Linux capabilities are fine-grained privileges that replace the traditional root/non-root binary. Dangerous capabilities include SYS_ADMIN (near-root access, mount operations), NET_ADMIN (network configuration, firewall changes), SYS_PTRACE (debug other processes, read memory), SYS_RAWIO (raw I/O access to hardware), and NET_RAW (create raw sockets for network sniffing). The scanner flags these individually because each introduces specific attack vectors.
Why is sharing host PID/IPC/network namespace dangerous?
Host namespace sharing breaks container isolation at the kernel level. pid: host lets the container see and signal all host processes. ipc: host allows access to host shared memory. network_mode: host bypasses Docker network isolation entirely — the container shares the host's network stack, ports, and can sniff all traffic. Each is flagged as critical or high severity because they enable direct host-level attacks.
How does the scanner detect secrets in environment variables?
The scanner checks environment variable names and values against known secret patterns: passwords, API keys, tokens, private keys, database URLs, and session secrets. It specifically flags hardcoded values (not variable references like ${SECRET}) because these end up in version control, docker inspect output, and process listings. The recommendation is to use Docker secrets, env_file, or external secret managers.
What is a writable root filesystem and why does it matter?
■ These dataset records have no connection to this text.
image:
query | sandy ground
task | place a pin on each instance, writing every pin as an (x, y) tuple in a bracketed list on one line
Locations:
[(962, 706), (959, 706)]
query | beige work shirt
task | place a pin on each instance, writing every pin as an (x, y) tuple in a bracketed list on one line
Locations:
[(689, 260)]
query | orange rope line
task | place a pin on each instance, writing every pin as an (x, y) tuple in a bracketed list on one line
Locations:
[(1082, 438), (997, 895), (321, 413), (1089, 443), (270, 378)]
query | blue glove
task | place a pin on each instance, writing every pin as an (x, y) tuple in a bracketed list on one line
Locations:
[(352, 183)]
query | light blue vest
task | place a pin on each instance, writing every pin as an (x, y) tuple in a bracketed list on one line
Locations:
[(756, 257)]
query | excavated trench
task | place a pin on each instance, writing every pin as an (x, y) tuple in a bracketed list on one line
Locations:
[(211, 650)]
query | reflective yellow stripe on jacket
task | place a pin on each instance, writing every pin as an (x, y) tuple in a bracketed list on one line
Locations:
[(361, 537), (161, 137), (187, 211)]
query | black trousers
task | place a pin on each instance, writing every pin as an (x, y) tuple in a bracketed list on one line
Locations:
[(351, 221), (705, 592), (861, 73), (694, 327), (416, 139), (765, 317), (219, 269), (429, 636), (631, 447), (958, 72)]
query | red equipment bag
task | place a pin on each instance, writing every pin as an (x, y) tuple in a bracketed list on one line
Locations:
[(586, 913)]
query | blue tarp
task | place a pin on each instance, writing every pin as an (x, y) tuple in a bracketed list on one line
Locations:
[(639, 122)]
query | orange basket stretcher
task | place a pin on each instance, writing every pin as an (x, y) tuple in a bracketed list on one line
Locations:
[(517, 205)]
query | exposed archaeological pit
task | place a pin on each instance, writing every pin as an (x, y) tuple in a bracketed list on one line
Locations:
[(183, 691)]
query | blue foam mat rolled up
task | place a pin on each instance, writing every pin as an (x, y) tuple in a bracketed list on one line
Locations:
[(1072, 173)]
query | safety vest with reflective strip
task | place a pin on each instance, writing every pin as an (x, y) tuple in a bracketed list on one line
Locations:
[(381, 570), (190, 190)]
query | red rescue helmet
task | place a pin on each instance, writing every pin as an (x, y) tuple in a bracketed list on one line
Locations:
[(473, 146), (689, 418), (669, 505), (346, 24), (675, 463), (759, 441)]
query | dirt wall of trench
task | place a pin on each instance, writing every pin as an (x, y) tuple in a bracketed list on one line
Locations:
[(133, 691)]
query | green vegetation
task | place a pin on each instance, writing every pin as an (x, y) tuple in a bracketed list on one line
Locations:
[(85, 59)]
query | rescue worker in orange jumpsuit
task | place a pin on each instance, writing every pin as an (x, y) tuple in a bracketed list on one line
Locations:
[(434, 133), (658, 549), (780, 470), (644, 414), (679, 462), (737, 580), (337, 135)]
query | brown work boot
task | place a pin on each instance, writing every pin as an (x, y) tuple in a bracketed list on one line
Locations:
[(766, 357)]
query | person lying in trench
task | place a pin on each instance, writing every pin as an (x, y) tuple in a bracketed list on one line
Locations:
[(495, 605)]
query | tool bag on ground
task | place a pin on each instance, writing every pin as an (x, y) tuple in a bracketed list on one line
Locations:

By default, a container's root filesystem is writable. If an attacker gains code execution, they can modify application binaries, install tools, or alter configuration files. Setting read_only: true makes the filesystem immutable — the attacker cannot persist changes. Use tmpfs mounts for paths that need writes (like /tmp or /var/run).
Is my docker-compose.yml sent to any server?
No. All security scanning happens entirely in your browser using JavaScript. Your Docker Compose configuration — which may contain service names, internal hostnames, registry URLs, and infrastructure topology — never leaves your device. No data is stored, logged, or transmitted.